Indem der Wirkstoff von Marihuana, THC, in das Netz der Hormone eingreift, verstärkt er die sexuelle Begierde ? zumindest bei Rattenweibchen. Über entsprechende Versuche berichten Forscher in den “Proceedings” der amerikanischen Nationalen Wissenschaftsakademie (Bd. 98, S. 1249).
Bei Nacht spritzten die Wissenschaftlerin Shailaja Mani und ihre Kollegen vom Baylor Medizin- Kolleg in Houston Rattenweibchen THC. Die unter Drogen stehenden Weibchen setzten sie dann zu begattungswilligen Männchen in einen Plastikbehälter. Besprang ein Männchen eine Rattendame, hielten die Forscher Ausschau nach dem sogenannten “Lordosis Verhalten”: Gibt eine Rattendame ihrem Verehrer nach, präsentiert sie ihm ihre Genitalien und klammert sich mit allen vier Füßen auf dem Boden fest.

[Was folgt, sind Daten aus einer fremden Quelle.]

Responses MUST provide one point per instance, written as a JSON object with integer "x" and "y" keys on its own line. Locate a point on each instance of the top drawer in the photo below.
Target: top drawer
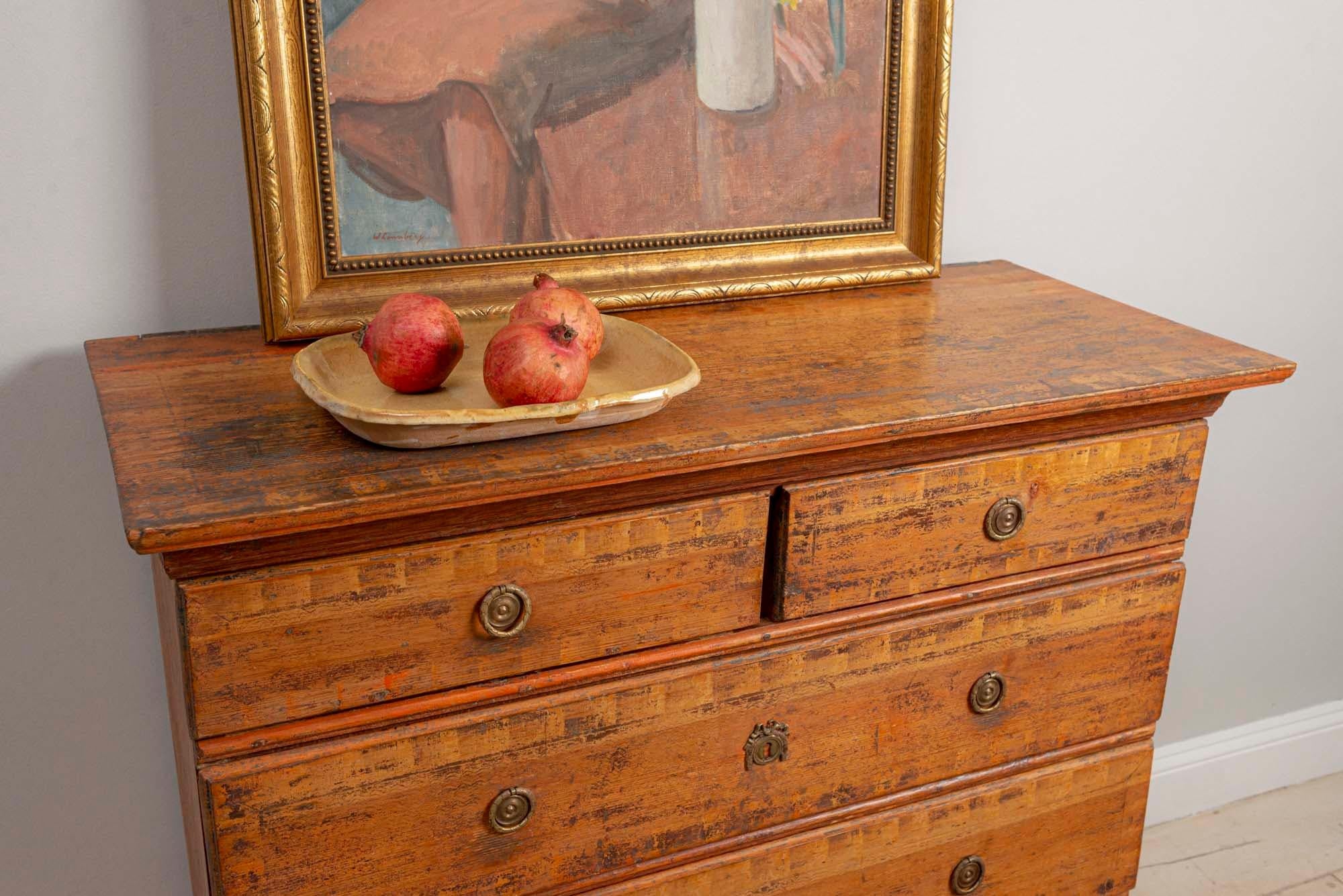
{"x": 876, "y": 537}
{"x": 296, "y": 642}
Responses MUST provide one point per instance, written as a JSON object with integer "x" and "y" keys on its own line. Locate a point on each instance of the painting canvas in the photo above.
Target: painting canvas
{"x": 460, "y": 123}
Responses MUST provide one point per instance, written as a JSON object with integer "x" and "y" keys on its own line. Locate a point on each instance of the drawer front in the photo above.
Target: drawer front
{"x": 297, "y": 642}
{"x": 656, "y": 764}
{"x": 876, "y": 537}
{"x": 1066, "y": 831}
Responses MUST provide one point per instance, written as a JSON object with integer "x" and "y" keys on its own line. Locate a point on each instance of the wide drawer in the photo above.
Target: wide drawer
{"x": 876, "y": 537}
{"x": 656, "y": 764}
{"x": 1062, "y": 831}
{"x": 296, "y": 642}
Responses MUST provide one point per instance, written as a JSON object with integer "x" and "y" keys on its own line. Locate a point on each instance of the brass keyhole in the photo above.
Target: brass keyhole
{"x": 768, "y": 744}
{"x": 968, "y": 875}
{"x": 988, "y": 694}
{"x": 506, "y": 611}
{"x": 1005, "y": 519}
{"x": 511, "y": 809}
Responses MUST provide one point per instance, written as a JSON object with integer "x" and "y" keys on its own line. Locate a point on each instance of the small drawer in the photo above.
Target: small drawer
{"x": 562, "y": 788}
{"x": 1072, "y": 830}
{"x": 296, "y": 642}
{"x": 876, "y": 537}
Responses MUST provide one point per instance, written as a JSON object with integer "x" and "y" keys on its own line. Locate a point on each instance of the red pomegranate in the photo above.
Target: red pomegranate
{"x": 535, "y": 361}
{"x": 550, "y": 301}
{"x": 414, "y": 342}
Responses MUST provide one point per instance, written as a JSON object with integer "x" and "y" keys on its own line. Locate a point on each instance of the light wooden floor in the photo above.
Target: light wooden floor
{"x": 1286, "y": 843}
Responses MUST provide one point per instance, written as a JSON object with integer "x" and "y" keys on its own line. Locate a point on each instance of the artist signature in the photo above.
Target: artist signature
{"x": 404, "y": 236}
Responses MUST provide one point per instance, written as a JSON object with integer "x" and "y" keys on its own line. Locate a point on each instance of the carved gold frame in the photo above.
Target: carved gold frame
{"x": 307, "y": 290}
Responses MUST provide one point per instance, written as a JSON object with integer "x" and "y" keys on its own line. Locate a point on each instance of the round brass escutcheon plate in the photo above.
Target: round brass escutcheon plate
{"x": 506, "y": 611}
{"x": 768, "y": 744}
{"x": 988, "y": 694}
{"x": 968, "y": 875}
{"x": 1005, "y": 519}
{"x": 511, "y": 809}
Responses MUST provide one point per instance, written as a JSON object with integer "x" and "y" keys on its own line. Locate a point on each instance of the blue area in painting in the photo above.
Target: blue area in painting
{"x": 377, "y": 224}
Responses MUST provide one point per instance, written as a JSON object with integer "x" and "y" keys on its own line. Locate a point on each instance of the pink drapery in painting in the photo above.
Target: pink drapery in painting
{"x": 574, "y": 118}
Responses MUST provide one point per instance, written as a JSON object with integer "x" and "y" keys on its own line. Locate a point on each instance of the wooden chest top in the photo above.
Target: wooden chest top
{"x": 213, "y": 443}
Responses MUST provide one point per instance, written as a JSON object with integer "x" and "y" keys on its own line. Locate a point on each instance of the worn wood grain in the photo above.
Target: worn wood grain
{"x": 171, "y": 640}
{"x": 862, "y": 540}
{"x": 1072, "y": 830}
{"x": 398, "y": 713}
{"x": 649, "y": 493}
{"x": 289, "y": 643}
{"x": 213, "y": 443}
{"x": 652, "y": 765}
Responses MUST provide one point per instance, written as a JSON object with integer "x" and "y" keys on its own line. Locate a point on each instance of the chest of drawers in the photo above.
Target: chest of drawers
{"x": 886, "y": 605}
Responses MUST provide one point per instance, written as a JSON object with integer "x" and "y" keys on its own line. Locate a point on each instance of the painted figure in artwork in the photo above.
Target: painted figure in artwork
{"x": 469, "y": 122}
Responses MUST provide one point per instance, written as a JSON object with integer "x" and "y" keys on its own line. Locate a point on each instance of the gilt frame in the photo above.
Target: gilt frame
{"x": 308, "y": 290}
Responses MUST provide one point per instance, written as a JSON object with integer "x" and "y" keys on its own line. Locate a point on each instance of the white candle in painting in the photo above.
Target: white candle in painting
{"x": 734, "y": 52}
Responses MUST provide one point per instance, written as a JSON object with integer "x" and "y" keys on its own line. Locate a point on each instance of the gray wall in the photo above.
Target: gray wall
{"x": 1180, "y": 156}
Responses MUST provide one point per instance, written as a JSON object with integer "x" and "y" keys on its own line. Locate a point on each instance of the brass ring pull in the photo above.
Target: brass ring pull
{"x": 506, "y": 611}
{"x": 1005, "y": 519}
{"x": 768, "y": 744}
{"x": 988, "y": 694}
{"x": 511, "y": 809}
{"x": 968, "y": 875}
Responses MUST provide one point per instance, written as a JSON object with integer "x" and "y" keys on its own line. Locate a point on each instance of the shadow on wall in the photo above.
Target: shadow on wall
{"x": 202, "y": 236}
{"x": 91, "y": 799}
{"x": 92, "y": 805}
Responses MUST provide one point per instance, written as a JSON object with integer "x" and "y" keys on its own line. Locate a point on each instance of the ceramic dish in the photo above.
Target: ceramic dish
{"x": 636, "y": 375}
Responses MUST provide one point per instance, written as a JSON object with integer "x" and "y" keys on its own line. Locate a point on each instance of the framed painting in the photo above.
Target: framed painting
{"x": 645, "y": 152}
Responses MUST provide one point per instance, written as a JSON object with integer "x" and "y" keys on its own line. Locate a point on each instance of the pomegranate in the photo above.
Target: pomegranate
{"x": 535, "y": 361}
{"x": 414, "y": 342}
{"x": 550, "y": 301}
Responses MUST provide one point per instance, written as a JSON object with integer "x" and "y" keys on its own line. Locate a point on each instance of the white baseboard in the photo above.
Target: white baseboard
{"x": 1216, "y": 769}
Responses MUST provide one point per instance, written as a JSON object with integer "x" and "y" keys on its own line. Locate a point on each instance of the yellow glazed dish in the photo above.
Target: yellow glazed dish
{"x": 635, "y": 376}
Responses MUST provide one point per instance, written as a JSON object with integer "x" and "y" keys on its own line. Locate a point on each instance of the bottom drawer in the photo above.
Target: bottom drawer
{"x": 1072, "y": 828}
{"x": 629, "y": 770}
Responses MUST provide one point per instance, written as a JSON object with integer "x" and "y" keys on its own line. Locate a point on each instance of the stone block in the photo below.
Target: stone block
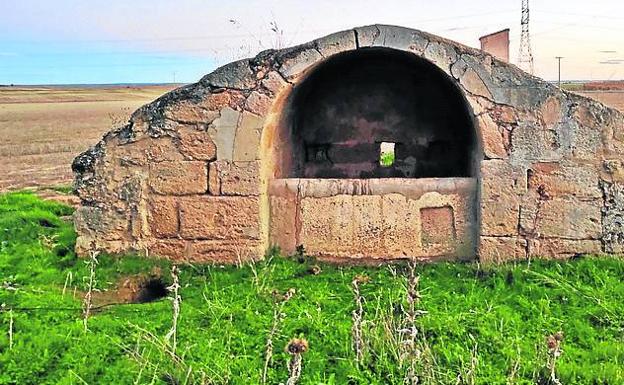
{"x": 173, "y": 249}
{"x": 438, "y": 226}
{"x": 367, "y": 224}
{"x": 336, "y": 43}
{"x": 401, "y": 226}
{"x": 217, "y": 101}
{"x": 179, "y": 178}
{"x": 222, "y": 218}
{"x": 560, "y": 217}
{"x": 472, "y": 82}
{"x": 326, "y": 224}
{"x": 295, "y": 61}
{"x": 247, "y": 141}
{"x": 557, "y": 179}
{"x": 163, "y": 216}
{"x": 613, "y": 217}
{"x": 400, "y": 38}
{"x": 196, "y": 144}
{"x": 190, "y": 113}
{"x": 441, "y": 54}
{"x": 274, "y": 82}
{"x": 492, "y": 138}
{"x": 237, "y": 75}
{"x": 613, "y": 170}
{"x": 222, "y": 131}
{"x": 258, "y": 103}
{"x": 563, "y": 248}
{"x": 551, "y": 111}
{"x": 224, "y": 252}
{"x": 234, "y": 178}
{"x": 501, "y": 249}
{"x": 102, "y": 223}
{"x": 500, "y": 200}
{"x": 283, "y": 223}
{"x": 144, "y": 150}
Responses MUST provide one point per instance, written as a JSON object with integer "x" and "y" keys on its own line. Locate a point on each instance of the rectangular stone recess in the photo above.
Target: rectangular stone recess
{"x": 389, "y": 218}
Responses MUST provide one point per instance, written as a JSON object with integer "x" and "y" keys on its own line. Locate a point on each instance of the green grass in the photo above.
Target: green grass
{"x": 503, "y": 313}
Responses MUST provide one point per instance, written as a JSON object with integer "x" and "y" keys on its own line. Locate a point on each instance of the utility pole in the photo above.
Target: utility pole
{"x": 525, "y": 58}
{"x": 559, "y": 60}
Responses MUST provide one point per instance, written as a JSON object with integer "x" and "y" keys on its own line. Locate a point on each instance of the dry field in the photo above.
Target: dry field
{"x": 44, "y": 128}
{"x": 613, "y": 99}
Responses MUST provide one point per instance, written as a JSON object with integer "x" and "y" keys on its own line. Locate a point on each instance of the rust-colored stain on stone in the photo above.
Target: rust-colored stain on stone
{"x": 284, "y": 149}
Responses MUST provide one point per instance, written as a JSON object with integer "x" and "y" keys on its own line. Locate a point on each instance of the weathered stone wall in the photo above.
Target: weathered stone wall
{"x": 188, "y": 176}
{"x": 428, "y": 218}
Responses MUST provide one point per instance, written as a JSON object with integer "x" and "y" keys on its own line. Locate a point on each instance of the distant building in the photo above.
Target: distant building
{"x": 497, "y": 44}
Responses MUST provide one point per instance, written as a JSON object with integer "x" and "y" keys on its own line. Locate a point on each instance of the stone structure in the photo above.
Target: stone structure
{"x": 284, "y": 149}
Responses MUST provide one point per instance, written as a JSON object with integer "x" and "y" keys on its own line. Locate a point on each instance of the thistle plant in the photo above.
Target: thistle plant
{"x": 357, "y": 317}
{"x": 553, "y": 342}
{"x": 11, "y": 329}
{"x": 296, "y": 347}
{"x": 410, "y": 343}
{"x": 87, "y": 303}
{"x": 176, "y": 299}
{"x": 278, "y": 317}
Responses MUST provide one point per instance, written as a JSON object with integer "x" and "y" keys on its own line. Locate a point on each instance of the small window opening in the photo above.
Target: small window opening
{"x": 386, "y": 154}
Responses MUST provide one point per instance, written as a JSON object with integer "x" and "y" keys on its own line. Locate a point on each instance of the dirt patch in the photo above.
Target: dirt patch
{"x": 134, "y": 289}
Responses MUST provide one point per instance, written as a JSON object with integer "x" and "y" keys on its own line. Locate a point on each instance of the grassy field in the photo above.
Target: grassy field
{"x": 484, "y": 325}
{"x": 44, "y": 128}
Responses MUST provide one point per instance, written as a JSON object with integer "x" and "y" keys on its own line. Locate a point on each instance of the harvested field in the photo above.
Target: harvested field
{"x": 613, "y": 99}
{"x": 44, "y": 128}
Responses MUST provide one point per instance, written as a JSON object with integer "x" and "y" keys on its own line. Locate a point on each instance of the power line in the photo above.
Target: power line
{"x": 525, "y": 57}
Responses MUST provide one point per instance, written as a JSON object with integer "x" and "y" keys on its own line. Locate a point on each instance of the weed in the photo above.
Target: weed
{"x": 88, "y": 298}
{"x": 296, "y": 347}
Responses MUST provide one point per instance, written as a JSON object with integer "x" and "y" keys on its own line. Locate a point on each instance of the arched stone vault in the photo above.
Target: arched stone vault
{"x": 189, "y": 176}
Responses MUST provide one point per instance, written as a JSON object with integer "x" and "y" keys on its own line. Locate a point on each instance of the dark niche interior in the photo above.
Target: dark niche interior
{"x": 378, "y": 113}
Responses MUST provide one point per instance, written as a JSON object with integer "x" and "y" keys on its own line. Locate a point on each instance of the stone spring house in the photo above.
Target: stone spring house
{"x": 284, "y": 149}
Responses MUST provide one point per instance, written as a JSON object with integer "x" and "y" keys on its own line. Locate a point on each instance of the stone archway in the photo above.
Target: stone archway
{"x": 330, "y": 190}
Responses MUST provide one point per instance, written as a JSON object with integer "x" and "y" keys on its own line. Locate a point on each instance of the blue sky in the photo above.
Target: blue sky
{"x": 119, "y": 41}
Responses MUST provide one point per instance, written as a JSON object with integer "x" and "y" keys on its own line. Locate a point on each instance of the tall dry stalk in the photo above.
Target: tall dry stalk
{"x": 296, "y": 347}
{"x": 357, "y": 317}
{"x": 278, "y": 318}
{"x": 88, "y": 299}
{"x": 69, "y": 278}
{"x": 176, "y": 299}
{"x": 553, "y": 342}
{"x": 411, "y": 352}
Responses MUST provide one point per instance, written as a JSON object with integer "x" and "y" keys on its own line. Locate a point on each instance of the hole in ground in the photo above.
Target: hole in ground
{"x": 151, "y": 290}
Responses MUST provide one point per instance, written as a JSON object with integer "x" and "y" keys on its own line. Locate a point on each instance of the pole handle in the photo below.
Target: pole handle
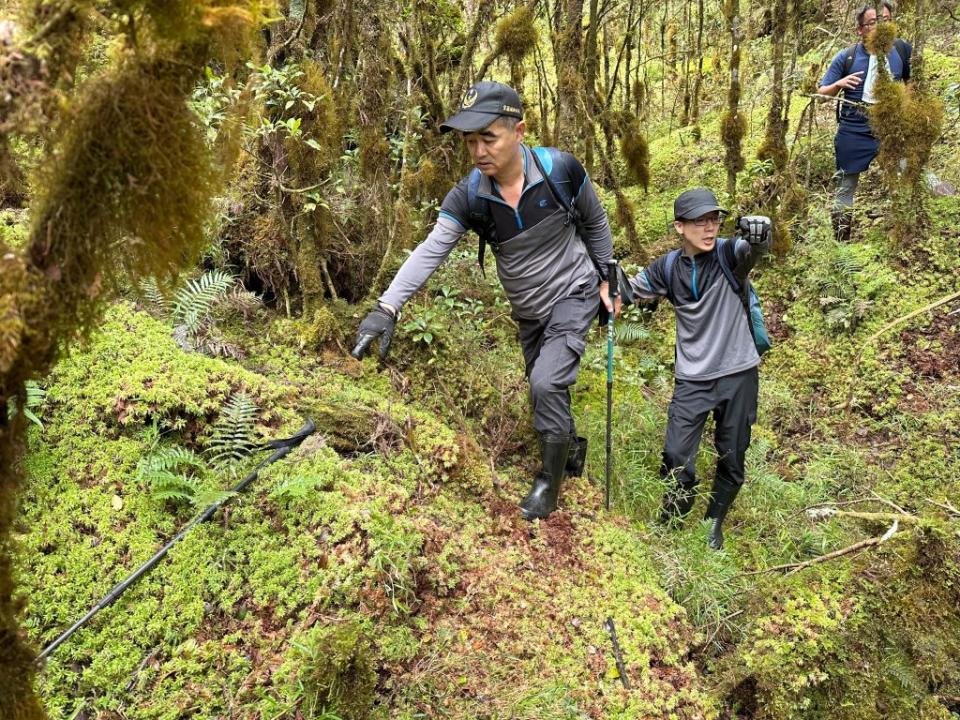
{"x": 612, "y": 278}
{"x": 281, "y": 447}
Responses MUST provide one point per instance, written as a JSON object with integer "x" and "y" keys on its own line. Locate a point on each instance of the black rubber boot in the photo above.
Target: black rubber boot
{"x": 842, "y": 222}
{"x": 677, "y": 504}
{"x": 577, "y": 457}
{"x": 543, "y": 495}
{"x": 721, "y": 500}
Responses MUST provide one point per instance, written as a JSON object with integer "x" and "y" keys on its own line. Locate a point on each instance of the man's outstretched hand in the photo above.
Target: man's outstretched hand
{"x": 755, "y": 229}
{"x": 379, "y": 323}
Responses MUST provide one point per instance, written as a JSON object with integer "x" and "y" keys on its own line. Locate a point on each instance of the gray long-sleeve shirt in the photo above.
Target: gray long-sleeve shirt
{"x": 713, "y": 336}
{"x": 536, "y": 275}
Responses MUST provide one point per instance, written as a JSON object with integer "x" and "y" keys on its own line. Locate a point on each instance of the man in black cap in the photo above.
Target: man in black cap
{"x": 716, "y": 355}
{"x": 539, "y": 213}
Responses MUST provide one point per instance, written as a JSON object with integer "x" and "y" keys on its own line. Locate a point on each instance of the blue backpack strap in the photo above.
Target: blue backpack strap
{"x": 904, "y": 50}
{"x": 848, "y": 56}
{"x": 727, "y": 272}
{"x": 669, "y": 261}
{"x": 480, "y": 219}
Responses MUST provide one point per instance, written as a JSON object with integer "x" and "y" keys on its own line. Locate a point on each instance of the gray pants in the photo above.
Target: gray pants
{"x": 733, "y": 401}
{"x": 552, "y": 348}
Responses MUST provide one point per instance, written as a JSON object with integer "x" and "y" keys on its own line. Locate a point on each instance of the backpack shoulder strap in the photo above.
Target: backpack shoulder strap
{"x": 904, "y": 50}
{"x": 848, "y": 56}
{"x": 725, "y": 268}
{"x": 563, "y": 174}
{"x": 668, "y": 262}
{"x": 480, "y": 220}
{"x": 550, "y": 163}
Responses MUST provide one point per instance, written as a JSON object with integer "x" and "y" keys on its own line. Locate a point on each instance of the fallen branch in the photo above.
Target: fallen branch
{"x": 819, "y": 96}
{"x": 889, "y": 326}
{"x": 856, "y": 547}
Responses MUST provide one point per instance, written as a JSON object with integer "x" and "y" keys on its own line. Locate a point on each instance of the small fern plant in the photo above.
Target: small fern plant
{"x": 194, "y": 301}
{"x": 234, "y": 436}
{"x": 33, "y": 398}
{"x": 173, "y": 473}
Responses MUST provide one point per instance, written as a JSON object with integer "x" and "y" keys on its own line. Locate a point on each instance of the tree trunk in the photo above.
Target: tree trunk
{"x": 569, "y": 78}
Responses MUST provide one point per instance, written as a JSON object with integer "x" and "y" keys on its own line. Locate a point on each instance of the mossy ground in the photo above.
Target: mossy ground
{"x": 392, "y": 537}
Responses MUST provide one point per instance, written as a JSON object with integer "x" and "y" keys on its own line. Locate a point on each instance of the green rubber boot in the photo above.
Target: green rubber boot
{"x": 577, "y": 457}
{"x": 545, "y": 491}
{"x": 721, "y": 500}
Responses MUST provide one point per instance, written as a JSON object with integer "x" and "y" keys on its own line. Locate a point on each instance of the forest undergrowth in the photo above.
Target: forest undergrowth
{"x": 382, "y": 570}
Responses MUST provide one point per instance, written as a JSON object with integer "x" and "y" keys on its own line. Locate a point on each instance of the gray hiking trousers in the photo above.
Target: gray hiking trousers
{"x": 733, "y": 401}
{"x": 552, "y": 348}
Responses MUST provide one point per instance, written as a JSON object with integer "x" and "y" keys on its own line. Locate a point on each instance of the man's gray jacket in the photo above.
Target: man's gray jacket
{"x": 540, "y": 258}
{"x": 713, "y": 336}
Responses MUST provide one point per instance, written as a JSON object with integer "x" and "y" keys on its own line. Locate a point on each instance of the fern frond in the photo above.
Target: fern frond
{"x": 169, "y": 459}
{"x": 209, "y": 497}
{"x": 233, "y": 434}
{"x": 193, "y": 302}
{"x": 157, "y": 303}
{"x": 166, "y": 485}
{"x": 627, "y": 332}
{"x": 241, "y": 301}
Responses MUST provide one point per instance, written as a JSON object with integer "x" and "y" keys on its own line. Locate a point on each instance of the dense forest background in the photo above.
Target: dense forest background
{"x": 200, "y": 199}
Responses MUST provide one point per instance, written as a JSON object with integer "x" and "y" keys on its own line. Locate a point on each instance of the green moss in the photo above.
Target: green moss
{"x": 516, "y": 35}
{"x": 636, "y": 153}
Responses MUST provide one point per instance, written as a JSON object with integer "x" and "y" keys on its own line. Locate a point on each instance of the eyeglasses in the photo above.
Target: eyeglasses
{"x": 707, "y": 220}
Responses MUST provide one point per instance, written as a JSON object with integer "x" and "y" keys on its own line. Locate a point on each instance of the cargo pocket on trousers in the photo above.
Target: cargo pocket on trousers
{"x": 576, "y": 345}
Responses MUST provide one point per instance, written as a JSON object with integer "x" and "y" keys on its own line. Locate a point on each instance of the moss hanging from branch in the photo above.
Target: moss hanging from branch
{"x": 733, "y": 125}
{"x": 125, "y": 189}
{"x": 636, "y": 153}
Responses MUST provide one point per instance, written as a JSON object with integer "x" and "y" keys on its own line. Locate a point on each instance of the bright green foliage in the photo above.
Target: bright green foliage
{"x": 332, "y": 670}
{"x": 233, "y": 437}
{"x": 171, "y": 474}
{"x": 193, "y": 302}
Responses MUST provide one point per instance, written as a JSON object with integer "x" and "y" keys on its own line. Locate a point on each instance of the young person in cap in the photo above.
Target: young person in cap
{"x": 716, "y": 358}
{"x": 853, "y": 72}
{"x": 551, "y": 268}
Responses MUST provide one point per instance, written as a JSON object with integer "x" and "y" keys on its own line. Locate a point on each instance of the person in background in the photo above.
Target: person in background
{"x": 853, "y": 73}
{"x": 552, "y": 267}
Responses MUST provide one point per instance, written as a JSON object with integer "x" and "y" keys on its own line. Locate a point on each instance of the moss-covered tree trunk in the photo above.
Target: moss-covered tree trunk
{"x": 695, "y": 101}
{"x": 570, "y": 82}
{"x": 733, "y": 125}
{"x": 592, "y": 63}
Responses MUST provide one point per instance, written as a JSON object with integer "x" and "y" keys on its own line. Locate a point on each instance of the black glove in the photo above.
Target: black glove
{"x": 379, "y": 323}
{"x": 755, "y": 229}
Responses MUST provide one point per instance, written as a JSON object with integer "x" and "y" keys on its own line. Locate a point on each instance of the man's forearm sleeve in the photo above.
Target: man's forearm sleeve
{"x": 595, "y": 225}
{"x": 423, "y": 261}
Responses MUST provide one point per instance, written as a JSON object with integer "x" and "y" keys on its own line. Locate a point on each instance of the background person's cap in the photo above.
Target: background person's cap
{"x": 484, "y": 103}
{"x": 692, "y": 204}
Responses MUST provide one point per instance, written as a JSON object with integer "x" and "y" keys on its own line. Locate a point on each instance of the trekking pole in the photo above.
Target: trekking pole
{"x": 280, "y": 447}
{"x": 617, "y": 653}
{"x": 612, "y": 294}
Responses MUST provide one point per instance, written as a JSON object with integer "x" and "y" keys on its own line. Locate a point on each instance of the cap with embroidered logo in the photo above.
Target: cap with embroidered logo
{"x": 692, "y": 204}
{"x": 484, "y": 103}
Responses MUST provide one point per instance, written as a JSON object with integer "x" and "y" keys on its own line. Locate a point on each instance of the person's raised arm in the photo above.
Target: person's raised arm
{"x": 416, "y": 269}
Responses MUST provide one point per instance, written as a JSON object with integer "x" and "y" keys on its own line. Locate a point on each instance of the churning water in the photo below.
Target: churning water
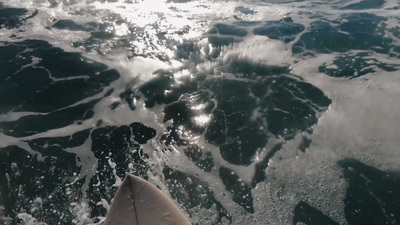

Unter Drogen gaben sich die Weibchen öfter den Männchen hin, allerdings nur, wenn der Signalweg des Botenstoffs Progesteron offen blieb: Blockierten die Forscher dieses Hormon, hatten die Rattendamen trotz THC keine Lust. Auch bei zu hohen Dosen an THC schwand das Verehrerglück: Die Weibchen waren so beduselt, dass sie sich nicht mehr hingeben konnten.